The gracious mark o' the land, you have obscured

With a swain's wearing, and me, poor lowly maid,

Most goddess-like prank'd up: but that our feasts

In every mess have folly and the feeders

Digest it with a custom, I should blush

To see you so attired, sworn, I think,

To show myself a glass.


Even now I tremble

To think your father, by some accident,

Should pass this way as you did: O, the Fates!

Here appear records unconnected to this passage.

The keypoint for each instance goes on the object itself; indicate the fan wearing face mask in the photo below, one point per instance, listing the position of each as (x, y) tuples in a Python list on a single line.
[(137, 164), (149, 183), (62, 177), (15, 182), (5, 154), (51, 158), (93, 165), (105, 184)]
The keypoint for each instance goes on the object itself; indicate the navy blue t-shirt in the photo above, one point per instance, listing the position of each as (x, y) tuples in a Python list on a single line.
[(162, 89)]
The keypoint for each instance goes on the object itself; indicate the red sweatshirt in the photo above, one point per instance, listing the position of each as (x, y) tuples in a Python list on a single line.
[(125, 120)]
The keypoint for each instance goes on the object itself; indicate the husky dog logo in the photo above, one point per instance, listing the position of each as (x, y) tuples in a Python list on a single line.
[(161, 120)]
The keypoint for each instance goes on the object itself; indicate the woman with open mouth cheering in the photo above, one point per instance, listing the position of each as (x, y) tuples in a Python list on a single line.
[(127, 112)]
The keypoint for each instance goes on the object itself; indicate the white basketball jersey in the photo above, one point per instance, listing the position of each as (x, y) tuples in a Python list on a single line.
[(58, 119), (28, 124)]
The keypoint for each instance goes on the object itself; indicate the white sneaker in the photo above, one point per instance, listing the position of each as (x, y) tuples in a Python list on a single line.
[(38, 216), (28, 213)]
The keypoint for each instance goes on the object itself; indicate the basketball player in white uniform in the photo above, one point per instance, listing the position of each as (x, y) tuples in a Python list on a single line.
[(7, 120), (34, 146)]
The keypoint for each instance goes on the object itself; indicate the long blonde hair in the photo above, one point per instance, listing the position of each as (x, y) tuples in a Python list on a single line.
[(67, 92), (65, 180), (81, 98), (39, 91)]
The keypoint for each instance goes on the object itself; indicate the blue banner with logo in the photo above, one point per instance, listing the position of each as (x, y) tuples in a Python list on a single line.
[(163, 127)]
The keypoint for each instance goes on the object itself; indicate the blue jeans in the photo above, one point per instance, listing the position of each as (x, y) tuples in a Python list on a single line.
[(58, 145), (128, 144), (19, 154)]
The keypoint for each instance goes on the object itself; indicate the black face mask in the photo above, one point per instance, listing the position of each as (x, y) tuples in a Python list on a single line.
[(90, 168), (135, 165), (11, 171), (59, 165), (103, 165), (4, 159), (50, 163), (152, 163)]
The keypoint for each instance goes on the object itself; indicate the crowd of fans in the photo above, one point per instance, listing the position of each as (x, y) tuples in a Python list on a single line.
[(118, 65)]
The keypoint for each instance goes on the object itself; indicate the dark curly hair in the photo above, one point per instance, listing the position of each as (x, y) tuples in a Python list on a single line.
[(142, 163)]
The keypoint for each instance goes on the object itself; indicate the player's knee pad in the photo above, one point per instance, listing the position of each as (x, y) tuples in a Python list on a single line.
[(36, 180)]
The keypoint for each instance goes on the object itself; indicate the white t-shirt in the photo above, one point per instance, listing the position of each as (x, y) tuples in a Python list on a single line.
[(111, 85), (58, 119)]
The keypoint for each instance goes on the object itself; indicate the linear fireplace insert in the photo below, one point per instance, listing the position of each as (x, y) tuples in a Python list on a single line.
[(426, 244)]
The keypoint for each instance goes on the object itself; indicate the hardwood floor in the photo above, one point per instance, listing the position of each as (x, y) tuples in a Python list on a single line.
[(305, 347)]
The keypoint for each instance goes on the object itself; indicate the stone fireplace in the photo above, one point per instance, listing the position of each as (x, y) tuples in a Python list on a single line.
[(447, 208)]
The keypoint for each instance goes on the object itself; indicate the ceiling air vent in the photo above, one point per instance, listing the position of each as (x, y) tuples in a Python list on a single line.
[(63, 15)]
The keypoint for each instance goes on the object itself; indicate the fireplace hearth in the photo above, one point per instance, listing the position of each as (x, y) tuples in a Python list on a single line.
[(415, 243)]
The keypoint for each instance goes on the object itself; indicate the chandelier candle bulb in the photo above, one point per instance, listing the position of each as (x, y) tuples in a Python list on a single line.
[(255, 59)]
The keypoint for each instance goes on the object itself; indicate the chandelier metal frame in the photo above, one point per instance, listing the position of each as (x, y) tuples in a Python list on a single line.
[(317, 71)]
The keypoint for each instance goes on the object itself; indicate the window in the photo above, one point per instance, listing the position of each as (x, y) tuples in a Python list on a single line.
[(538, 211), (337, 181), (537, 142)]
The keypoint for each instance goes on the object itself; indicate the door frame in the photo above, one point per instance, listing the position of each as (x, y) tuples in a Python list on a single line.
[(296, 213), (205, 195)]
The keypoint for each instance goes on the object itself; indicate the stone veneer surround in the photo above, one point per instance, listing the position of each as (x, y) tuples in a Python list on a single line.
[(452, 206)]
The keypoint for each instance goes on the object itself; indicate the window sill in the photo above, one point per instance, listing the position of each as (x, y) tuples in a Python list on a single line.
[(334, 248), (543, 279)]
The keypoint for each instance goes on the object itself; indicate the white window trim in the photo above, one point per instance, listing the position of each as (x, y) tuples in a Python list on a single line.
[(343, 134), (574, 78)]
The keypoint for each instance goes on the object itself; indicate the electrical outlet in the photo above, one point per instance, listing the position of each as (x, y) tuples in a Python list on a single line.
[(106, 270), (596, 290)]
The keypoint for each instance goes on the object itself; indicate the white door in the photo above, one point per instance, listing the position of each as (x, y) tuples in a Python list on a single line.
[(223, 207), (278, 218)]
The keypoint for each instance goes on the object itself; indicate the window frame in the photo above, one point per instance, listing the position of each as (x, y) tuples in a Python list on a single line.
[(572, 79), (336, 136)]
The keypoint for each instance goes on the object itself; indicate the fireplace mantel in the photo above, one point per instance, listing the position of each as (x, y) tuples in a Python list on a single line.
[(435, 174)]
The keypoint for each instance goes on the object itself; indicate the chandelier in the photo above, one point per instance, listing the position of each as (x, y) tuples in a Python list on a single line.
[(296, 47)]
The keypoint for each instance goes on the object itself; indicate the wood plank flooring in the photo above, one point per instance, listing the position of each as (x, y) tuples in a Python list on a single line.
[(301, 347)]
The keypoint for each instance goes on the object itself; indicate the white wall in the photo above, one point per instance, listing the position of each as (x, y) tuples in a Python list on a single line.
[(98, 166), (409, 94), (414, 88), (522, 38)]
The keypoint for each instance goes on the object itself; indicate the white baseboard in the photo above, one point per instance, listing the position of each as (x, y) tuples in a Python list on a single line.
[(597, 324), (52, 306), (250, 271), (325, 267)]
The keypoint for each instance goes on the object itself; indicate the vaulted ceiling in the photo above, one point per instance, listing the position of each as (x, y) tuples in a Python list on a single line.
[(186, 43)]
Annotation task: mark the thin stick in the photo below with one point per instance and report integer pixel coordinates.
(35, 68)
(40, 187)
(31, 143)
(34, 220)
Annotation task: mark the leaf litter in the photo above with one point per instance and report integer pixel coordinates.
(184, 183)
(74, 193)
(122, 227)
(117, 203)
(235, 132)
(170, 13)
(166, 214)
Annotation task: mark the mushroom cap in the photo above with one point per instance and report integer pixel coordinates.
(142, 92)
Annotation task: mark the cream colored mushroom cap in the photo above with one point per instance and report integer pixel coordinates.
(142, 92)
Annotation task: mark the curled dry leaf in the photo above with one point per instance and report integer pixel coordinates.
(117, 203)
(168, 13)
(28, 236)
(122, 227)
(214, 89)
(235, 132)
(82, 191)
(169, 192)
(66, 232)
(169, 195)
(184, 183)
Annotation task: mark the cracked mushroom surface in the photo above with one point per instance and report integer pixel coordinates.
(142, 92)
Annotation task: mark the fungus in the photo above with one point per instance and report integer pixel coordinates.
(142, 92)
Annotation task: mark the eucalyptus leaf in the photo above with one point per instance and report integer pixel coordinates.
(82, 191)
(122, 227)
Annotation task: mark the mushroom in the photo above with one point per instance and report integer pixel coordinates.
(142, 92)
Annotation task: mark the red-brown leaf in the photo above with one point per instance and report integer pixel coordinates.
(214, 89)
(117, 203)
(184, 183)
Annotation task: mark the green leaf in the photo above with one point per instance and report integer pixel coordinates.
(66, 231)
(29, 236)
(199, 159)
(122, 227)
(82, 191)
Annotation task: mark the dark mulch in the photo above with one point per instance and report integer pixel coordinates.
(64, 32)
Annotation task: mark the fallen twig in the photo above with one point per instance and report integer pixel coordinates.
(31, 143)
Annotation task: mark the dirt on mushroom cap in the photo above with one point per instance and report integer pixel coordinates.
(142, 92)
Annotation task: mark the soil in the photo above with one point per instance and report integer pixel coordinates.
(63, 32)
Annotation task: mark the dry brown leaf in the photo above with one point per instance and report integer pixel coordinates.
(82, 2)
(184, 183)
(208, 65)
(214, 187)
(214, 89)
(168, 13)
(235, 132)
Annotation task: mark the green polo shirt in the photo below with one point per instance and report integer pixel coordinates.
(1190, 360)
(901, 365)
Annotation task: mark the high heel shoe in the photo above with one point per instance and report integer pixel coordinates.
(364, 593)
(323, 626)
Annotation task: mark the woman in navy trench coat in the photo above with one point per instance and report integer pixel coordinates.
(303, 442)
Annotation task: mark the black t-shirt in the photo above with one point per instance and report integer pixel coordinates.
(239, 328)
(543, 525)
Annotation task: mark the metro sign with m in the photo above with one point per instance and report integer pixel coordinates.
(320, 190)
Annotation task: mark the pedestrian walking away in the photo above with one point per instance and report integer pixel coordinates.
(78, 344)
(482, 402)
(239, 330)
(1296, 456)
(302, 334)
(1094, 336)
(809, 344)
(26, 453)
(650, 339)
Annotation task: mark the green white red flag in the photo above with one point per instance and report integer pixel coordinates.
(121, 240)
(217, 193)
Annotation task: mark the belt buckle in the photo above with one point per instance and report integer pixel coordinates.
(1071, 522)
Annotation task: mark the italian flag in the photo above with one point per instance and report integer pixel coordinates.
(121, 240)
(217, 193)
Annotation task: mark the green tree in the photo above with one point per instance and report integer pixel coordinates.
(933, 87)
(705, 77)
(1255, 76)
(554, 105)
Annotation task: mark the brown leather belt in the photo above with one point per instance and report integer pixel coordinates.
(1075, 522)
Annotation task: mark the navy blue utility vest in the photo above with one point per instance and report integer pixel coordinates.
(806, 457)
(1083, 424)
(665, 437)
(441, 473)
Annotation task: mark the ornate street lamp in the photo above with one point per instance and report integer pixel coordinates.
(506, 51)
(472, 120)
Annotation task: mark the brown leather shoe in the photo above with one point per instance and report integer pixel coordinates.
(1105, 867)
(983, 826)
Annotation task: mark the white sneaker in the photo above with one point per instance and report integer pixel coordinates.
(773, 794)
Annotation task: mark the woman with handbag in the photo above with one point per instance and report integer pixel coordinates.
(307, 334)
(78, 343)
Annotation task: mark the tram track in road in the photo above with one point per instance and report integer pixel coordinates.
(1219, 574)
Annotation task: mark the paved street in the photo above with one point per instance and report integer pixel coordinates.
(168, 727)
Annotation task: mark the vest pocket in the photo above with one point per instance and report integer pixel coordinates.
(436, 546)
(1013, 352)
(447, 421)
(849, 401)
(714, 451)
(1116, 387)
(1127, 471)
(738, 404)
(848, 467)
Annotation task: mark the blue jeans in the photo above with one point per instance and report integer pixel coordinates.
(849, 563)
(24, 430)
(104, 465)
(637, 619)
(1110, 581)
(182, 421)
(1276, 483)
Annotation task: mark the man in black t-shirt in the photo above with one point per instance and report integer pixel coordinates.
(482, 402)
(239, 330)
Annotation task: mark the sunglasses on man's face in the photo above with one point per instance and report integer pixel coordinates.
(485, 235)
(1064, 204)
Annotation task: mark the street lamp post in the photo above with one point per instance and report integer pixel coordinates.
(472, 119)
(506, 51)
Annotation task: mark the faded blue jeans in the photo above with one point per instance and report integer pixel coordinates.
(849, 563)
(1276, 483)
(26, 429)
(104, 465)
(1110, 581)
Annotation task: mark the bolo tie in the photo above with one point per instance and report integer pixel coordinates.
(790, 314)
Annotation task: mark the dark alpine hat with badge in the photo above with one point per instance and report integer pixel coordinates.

How would he look, to see his work so noble

Vilely bound up? What would he say? Or how

Should I, in these my borrow'd flaunts, behold

The sternness of his presence? (4.4.1-2)

Perdita is pretty self-conscious about being dressed up in an artificial “Queen of the Feast” costume (when she thinks she’s nothing more than a lowly shepherd’s daughter) and she says as much in the play. While Perdita thinks it’s wrong for her to dress up as something that she’s not, the audience understands that her festival costume actually speaks to her true nature or identity (the princess and future Queen of Sicily).